If “OpenMP parallel spiking,” which I would call “parallel overhead,” is troubling in your loop, it means you probably don't have enough workload to parallelize . Parallelization gives acceleration only if you have a sufficient problem size. You have already shown an extreme example: there is no work in a parallel loop.
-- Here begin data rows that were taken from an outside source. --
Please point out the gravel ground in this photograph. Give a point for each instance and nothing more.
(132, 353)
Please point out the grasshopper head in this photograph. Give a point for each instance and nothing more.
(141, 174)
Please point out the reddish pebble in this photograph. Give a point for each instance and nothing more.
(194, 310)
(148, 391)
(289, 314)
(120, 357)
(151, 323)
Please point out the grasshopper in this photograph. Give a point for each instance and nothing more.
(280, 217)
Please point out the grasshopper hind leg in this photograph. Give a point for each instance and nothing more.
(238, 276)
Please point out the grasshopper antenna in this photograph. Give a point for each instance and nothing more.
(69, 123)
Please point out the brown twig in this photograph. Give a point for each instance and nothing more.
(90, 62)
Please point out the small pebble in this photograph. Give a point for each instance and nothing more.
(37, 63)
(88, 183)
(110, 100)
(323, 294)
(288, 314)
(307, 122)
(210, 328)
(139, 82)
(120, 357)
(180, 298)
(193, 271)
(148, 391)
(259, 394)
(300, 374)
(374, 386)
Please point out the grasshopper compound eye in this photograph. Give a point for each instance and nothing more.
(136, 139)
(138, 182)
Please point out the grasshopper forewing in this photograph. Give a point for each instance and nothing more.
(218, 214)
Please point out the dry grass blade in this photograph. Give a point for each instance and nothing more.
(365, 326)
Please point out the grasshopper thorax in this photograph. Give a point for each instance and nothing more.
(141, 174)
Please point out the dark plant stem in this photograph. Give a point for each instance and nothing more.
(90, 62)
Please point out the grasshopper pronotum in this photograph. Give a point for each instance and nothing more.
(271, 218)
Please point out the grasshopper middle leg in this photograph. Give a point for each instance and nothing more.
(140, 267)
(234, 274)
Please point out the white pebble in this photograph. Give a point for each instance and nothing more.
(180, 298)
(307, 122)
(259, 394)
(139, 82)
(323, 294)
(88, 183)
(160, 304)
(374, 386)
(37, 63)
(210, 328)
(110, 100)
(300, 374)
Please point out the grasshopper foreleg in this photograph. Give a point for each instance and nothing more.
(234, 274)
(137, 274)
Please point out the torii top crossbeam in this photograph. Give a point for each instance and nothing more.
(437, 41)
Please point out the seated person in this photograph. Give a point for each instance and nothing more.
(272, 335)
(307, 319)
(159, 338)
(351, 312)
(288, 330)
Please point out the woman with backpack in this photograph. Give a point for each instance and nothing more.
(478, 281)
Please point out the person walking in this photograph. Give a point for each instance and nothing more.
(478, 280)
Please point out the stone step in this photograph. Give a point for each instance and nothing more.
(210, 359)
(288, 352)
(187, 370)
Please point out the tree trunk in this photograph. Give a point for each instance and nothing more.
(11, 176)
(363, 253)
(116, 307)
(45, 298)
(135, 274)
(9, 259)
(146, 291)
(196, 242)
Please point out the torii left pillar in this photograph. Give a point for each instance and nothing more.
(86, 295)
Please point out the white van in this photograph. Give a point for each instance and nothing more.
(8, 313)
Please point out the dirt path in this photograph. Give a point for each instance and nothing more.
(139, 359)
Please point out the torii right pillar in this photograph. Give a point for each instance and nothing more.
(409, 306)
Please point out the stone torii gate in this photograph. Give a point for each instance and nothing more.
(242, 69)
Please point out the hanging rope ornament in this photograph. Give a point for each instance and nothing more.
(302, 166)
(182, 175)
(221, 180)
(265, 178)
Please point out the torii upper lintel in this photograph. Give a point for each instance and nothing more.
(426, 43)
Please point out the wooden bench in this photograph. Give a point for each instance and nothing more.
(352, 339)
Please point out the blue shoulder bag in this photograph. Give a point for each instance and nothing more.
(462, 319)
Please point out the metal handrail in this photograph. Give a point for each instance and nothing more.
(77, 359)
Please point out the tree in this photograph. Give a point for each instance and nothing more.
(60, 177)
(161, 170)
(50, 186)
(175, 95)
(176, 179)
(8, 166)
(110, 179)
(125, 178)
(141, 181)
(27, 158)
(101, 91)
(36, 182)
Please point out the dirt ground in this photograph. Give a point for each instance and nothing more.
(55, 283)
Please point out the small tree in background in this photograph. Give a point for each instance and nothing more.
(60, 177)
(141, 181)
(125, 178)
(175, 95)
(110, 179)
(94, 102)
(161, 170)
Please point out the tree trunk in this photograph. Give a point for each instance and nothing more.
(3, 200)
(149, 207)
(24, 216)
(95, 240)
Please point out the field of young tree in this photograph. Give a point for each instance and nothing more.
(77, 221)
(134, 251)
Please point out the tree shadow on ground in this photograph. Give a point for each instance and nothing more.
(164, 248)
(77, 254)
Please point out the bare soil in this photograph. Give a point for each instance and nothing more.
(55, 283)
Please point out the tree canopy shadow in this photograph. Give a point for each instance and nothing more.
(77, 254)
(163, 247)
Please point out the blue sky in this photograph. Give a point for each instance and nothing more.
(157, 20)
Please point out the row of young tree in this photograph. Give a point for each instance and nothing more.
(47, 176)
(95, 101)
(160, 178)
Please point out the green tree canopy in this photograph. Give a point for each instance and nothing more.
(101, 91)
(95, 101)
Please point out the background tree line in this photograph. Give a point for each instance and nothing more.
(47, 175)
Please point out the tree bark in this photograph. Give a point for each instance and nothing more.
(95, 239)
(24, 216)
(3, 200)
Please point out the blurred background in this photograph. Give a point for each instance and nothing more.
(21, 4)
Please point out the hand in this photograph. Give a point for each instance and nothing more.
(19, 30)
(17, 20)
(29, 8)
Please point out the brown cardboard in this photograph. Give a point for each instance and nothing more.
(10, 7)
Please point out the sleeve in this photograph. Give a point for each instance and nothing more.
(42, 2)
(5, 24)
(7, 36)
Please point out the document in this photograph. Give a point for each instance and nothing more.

In this case, you will observe greatly changing times due to parallel overhead.
The parallel overhead in OpenMP omp parallel for includes several factors:
- First,
omp parallel for is the sum of omp parallel and omp for . - Overhead spawning or waking streams (many OpenMP implementations will not create / destroy every
omp parallel . - As for
omp for , the overhead of (a) scheduling workflows for workflows, (b) scheduling (especially if dynamic scheduling is used). - The overhead of the implicit barrier at the end of
omp parallel , if nowait not specified.
FYI, to measure OpenMP concurrent overhead, would be more efficient:
double measureOverhead(int tripCount) { static const size_t TIMES = 10000; int sum = 0; int startTime = clock(); for (size_t k = 0; k < TIMES; ++k) { for (int i = 0; i < tripCount; ++i) { sum += i; } } int elapsedTime = clock() - startTime; int startTime2 = clock(); for (size_t k = 0; k < TIMES; ++k) { #pragma omp parallel for private(sum)
Try to run such a small code, perhaps once, and then take the average. Also, put at least a minimum workload in cycles. In the above code, parallelOverhead represents the approximate overhead of the OpenMP omp parallel for construct.